The economics of acquired knowledge(rev).
“Perfect adaptation to any environment is achieved by a total channeling of energies and vital force that amounts to a kind of static terminus for a creature. Even slight changes in the environment of the very well adjusted find them without any resource to mmet new challenge. Such is the plight of the representatives of ‘conventional wisdom’ in any society. Their entire stake of security and status is in a single form of acquired knowledge, so that innovation is for them not novelty but annihilation.“ (Marshall Mcluhan, Understanding Media, 69)
I’m sure this passage speaks to a lot of different people on a lot of different levels. I myself find it profoundly relatable to the deeply conservative musical environment I encountered during my conservatory/university years.

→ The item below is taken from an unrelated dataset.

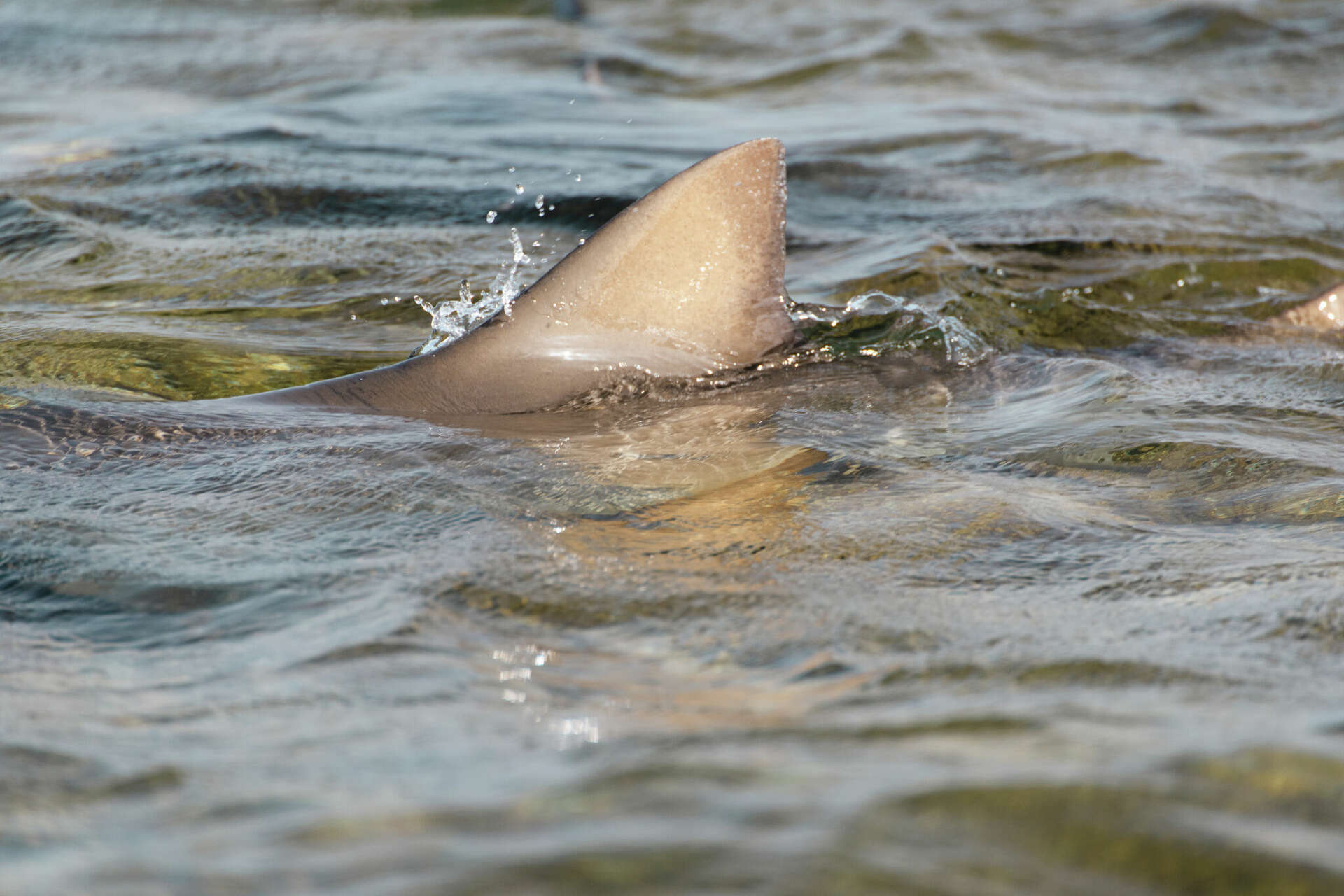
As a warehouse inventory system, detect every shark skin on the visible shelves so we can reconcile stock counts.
[239,139,796,421]
[1270,284,1344,333]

Musicians coming of age in this time are faced with the challenge of having to enter into this environment and then deciding to what extent they will let the sightlines of their musical development be shaped by the demands placed on them by the environment. In a musician’s life of uncertain place or position, perfect adaptation to the institutionalized musical world can certainly have its appeal, and so the struggle for artistic development becomes the struggle for anticipating and realizing the ideologies of whatever professors and panels/committees/adjudicators to whom they’ll apply for conferral of legitimacy and status. And for those that go through it and do adapt, their position as a kind of musical leader will depend on the acquired values and conventions which were the product of that adaptation. Naturally such a person will be quite hostile to any kind of innovation or change, for it will amount to the renunciation of precisely that accrued ‘knowledge’ which is the foundation of their claim to musical merit. Those panels and committees aggressively promote shared values, as anyone coming up in the academic music world can attest.
A person can become so preoccupied with optimal functioning within this environment so as to really have no aspirations or direction, or even value (if I may be a little unkind) apart from it. What is an artist really if not an expeditionary? There’s a Kafka parable which gets right at the heart of it, the one where the people have a choice to be kings or else to be couriers of kings. They all choose to be couriers and so go around shouting meaningless messages to each other.
Economics is a good word for it, It’s a bit like investing in stock, if everyone invests in something it has great value, if people stop investing in it then the holders find themselves with very little. I encountered this when I started to study 18th and 19th century performance practice and learned that many of the performance conventions that overwhelmingly predominate in our time are based in habits that formed around the mid-point of this century, and seem not to resemble much of what we can know about the musical cultures in which these classical works were spawned. Naturally, those venerable professors whose sole source of acquired knowledge rests in the perfect absorption of mid-century performing conventions are incredibly hostile to such sentiments, or to any suggestion that we (the people) should stray the slightest bit from prescribed and collectively accepted performance concepts. Of course, predictably a new economy has sprung up around the acquired knowledge of performance practice, with values just as deeply conservative as any more traditional conservatory example.
It’s why so many people admire Bob Dylan actually, the quintessential example of avoiding at all cost any kind of static terminus. How does the song go…. “you must leave now, take what you need, you think will last.” The kind of adaptation Mcluhan talks about precludes the possibility of any thought of “leaving.” In a letter to Milton Babbitt I found myself saying “I realize I’m speaking to the original Magi captain himself.” Gosh, we need people like this!